South Shore Hospital Worker Spots Shipment Of Counterfeit N95 Masks
WEYMOUTH (CBS) - A worker at South Shore Hospital is being credited with spotting a shipment of counterfeit N95 medical masks meant for frontline workers.
Barry O'Shaughnessy, the manager of procurement of South Shore Health in Weymouth, is responsible for ordering PPE for hospital workers. He says demand for the surgical masks over the past several months made it difficult to keep a sufficient supply on hand, so this past January he went outside of the hospital's normal supplier in search of masks.

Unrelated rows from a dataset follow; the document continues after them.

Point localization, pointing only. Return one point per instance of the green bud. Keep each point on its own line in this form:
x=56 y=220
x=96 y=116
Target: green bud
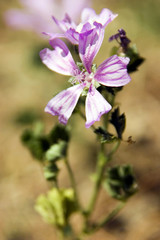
x=120 y=182
x=57 y=206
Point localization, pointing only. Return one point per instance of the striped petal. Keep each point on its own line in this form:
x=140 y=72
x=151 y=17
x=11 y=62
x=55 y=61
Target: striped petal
x=96 y=106
x=89 y=45
x=104 y=18
x=63 y=104
x=60 y=59
x=113 y=72
x=64 y=24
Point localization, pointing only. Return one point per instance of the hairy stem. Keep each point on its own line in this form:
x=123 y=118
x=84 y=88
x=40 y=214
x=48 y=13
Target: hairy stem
x=73 y=182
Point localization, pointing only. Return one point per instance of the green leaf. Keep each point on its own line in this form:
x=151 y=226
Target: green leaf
x=56 y=151
x=57 y=206
x=118 y=121
x=105 y=137
x=51 y=172
x=120 y=182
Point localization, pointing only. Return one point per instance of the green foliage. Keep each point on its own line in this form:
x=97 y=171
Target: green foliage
x=59 y=132
x=105 y=137
x=51 y=172
x=57 y=206
x=51 y=147
x=118 y=121
x=120 y=182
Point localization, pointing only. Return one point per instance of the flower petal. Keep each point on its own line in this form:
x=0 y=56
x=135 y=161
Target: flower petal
x=89 y=45
x=72 y=35
x=64 y=24
x=105 y=17
x=113 y=72
x=60 y=59
x=96 y=106
x=64 y=103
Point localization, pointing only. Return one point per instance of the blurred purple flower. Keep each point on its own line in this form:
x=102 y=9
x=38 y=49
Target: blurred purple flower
x=36 y=14
x=89 y=20
x=85 y=79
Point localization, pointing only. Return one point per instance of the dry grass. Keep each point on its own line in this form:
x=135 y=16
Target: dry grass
x=24 y=84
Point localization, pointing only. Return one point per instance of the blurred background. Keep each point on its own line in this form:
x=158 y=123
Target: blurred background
x=27 y=86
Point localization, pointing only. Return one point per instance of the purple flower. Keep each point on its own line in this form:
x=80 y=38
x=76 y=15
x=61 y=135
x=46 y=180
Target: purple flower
x=89 y=20
x=36 y=14
x=85 y=79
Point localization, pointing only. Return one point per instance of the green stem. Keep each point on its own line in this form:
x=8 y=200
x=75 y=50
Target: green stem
x=83 y=116
x=114 y=149
x=111 y=215
x=73 y=182
x=99 y=176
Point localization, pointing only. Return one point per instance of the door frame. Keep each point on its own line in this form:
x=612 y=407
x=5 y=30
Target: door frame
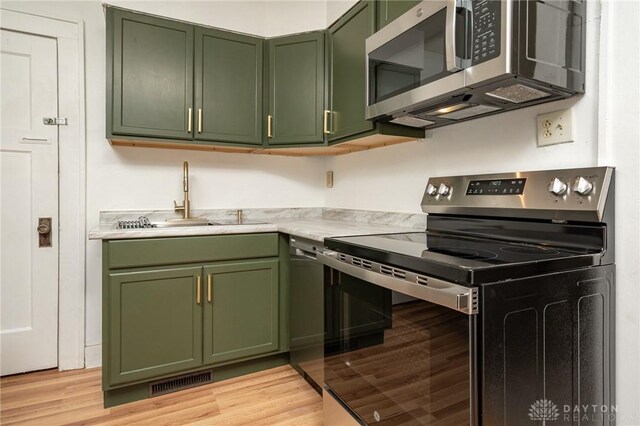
x=69 y=35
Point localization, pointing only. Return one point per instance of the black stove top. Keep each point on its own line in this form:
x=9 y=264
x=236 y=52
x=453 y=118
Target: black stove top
x=463 y=259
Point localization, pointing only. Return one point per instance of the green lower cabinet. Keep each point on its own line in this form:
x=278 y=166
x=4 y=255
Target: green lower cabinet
x=241 y=310
x=155 y=323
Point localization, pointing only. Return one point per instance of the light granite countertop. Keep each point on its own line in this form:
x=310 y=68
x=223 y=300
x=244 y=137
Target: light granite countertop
x=313 y=223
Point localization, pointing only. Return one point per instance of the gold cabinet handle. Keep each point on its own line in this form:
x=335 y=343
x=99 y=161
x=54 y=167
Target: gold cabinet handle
x=325 y=126
x=198 y=290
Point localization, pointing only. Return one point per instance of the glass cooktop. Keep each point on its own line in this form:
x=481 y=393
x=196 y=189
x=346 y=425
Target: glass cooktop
x=463 y=259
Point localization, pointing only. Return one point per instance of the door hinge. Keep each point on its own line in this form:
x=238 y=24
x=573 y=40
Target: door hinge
x=50 y=121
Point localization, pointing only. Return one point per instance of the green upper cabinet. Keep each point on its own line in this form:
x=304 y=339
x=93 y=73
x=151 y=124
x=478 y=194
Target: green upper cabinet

"As usage volume went up here at the hospital, what we were allocated was remaining the same," says O'Shaughnessy. "We had to search outside the normal supply chain."
That meant placing an order with a third-party company based out of New Jersey that claimed to have a supply of 3M masks. O'Shaughnessy ordered 30,000, with one exception.
"I said, 'I'm going to have to verify that these are real… before I pay you.' The gentleman said, 'that's fine.'"
When the boxes of surgical masks arrived at South Shore Health, O'Shaughnessy says he noticed something was different about the masks, and how they were packaged.
"When I was inspecting the shipping boxes," O'Shaughnessy says, "I noticed the 3M label was in a different position on the exterior shipping box."
At that point, his gut told him something was off.
He had been working with 3M to make sure the shipment was safe, and when he sent photos of the masks and their boxes, a company representative determined they were counterfeit.
O'Shaughnessy says he filed a fraud report with 3M, and then The Department of Homeland Security seized the masks and is investigating. "They said they had been working on a number of cases like this," O'Shaughnessy says. "You'd be surprised how much of this is going on."
O'Shaughnessy would not name the supplier who shipped the fake masks, only that he will let Homeland Security handle that part. "I was happy to get them out of the supply chain because if you didn't go through the extent to verify them, they could end up on your frontline workers' faces," O'Shaughnessy said.
Now that coronavirus numbers are improving, O'Shaughnessy says the hospital is doing much better with mask supply, as well as other PPE.